COMMENTAIRES SUR LES OEUVRES DE LISA CARDUCCI
Extrait de la préface de Liu Zhan Qiu, poète chinois, à Sous le vent est-ouest:
«... ses modes d'expression, ses formules linguistiques particulières font renaître chez moi des sensations, ravivent mon enthousiasme pour "essayer de nouvelles voies et stimulent mon imagination. ... née d'une culture multipolaire, elle a subi un certain choc ... j'admire ce je-ne-sais-quoi chez elle qui se rapproche de la culture chinoise et s'y fusionne.»
PRÉFACE DE GIOVANNI CAMPISI À STAGIONI D'AMORE
«Quand j'ai ouvert l'enveloppe contenant le manuscrit du roman de Lisa Carducci, je n'imaginais pas que de l'autre côté de l'océan aient pu me parvenir des récits si réalistes, remplis d'épisodes passionnants et vifs, narrés avec une rare maîtrise et une simplicité désarmante, typique de celui qui raconte un fait dont il a été rien de moins que protagoniste et qui connaît avec une spontanéité naturelle les émotions éprouvées, les sensations vécues, les hybrides intérieurs et extérieurs de ces événements.

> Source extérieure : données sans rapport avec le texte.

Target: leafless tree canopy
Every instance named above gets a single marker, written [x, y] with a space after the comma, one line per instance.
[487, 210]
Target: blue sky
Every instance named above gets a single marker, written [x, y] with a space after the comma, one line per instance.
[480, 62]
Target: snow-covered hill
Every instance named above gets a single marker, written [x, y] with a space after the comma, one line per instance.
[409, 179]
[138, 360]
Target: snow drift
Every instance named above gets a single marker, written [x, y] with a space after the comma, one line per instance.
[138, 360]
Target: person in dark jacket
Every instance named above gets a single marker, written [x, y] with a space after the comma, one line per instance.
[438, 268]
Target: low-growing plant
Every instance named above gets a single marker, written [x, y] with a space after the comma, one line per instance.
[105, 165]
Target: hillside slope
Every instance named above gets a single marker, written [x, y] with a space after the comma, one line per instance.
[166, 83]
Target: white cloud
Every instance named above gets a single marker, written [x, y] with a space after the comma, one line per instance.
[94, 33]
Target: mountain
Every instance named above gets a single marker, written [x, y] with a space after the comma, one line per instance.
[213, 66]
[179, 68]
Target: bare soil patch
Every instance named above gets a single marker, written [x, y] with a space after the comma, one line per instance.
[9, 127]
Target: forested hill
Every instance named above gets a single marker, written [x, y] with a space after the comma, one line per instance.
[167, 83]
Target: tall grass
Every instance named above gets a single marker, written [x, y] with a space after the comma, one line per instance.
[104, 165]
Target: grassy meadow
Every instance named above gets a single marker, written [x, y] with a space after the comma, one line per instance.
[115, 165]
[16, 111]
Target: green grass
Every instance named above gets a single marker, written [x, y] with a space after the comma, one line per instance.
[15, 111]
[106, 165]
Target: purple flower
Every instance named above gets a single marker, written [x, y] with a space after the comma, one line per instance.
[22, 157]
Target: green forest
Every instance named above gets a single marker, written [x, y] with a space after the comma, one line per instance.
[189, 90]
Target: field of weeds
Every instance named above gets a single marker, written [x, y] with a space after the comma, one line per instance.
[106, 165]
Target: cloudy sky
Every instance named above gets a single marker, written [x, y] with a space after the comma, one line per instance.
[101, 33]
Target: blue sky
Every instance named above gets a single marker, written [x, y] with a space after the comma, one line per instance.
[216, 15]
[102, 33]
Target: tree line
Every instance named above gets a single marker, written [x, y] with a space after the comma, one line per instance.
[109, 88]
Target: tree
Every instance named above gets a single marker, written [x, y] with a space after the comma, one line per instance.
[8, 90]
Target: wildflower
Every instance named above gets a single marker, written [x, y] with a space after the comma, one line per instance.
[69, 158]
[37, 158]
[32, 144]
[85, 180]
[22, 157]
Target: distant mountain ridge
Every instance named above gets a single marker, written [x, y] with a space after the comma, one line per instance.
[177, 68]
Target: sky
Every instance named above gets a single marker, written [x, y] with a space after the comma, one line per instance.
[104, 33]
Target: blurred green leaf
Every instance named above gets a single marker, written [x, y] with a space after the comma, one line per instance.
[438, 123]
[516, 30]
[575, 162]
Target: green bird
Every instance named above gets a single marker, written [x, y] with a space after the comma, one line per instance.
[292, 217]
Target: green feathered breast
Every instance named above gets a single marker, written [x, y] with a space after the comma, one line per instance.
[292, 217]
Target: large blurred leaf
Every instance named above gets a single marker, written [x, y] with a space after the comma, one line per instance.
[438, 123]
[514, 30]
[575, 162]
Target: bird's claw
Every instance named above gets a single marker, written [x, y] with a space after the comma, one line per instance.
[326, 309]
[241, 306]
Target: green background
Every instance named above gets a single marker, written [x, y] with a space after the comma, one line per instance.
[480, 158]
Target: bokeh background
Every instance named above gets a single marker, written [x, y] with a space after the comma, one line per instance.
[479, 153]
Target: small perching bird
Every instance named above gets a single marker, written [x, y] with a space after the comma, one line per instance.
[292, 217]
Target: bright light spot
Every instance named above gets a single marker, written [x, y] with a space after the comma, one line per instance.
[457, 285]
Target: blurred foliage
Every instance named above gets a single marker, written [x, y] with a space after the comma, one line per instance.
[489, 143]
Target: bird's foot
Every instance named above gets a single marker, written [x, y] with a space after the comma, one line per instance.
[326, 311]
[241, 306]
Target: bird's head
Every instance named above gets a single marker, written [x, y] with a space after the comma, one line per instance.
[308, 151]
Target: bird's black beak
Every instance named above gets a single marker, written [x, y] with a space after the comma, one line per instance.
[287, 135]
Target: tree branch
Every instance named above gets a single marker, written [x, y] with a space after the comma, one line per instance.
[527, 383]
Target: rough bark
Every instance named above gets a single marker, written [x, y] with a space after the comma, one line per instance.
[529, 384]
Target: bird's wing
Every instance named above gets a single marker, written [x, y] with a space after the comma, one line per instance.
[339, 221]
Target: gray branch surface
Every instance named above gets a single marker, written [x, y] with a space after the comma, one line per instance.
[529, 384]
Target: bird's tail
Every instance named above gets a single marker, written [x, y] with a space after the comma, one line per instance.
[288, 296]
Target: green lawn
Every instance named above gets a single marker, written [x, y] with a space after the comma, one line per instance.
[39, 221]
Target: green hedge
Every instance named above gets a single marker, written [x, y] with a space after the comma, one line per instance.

Lisa Carducci, qui pour la première fois traite du thème de la réincarnation dans ses romans et nouvelles, fait un usage bien modéré de ce qu'elle connaît de ses vies précédentes, sans toutefois priver pour autant les épisodes de leur réel pouvoir de séduction à la fois ancestral et mystérieux, événements où plusieurs peuples, plusieurs lieux, plusieurs situations, plusieurs motivations composent le fond des quatre vies de Saisons d'amour, offrant ainsi des myriades d'images suggestives, souvent liées à l'inséparable quotidien et condensées en une ruche interprétative non mystique, s'enracinant dans le monde ésotérique, accomplissant un voyage introspectif qui, comme elle le dit, lui est imposé et duquel, comme sur une pellicule photographique, elle revoit une partie de ses vies antérieures, dans lesquelles sa sensuelle figure féminine alterne entre l'héroïne ingénue et l'innocente victime immolée devant le temple d'Athena.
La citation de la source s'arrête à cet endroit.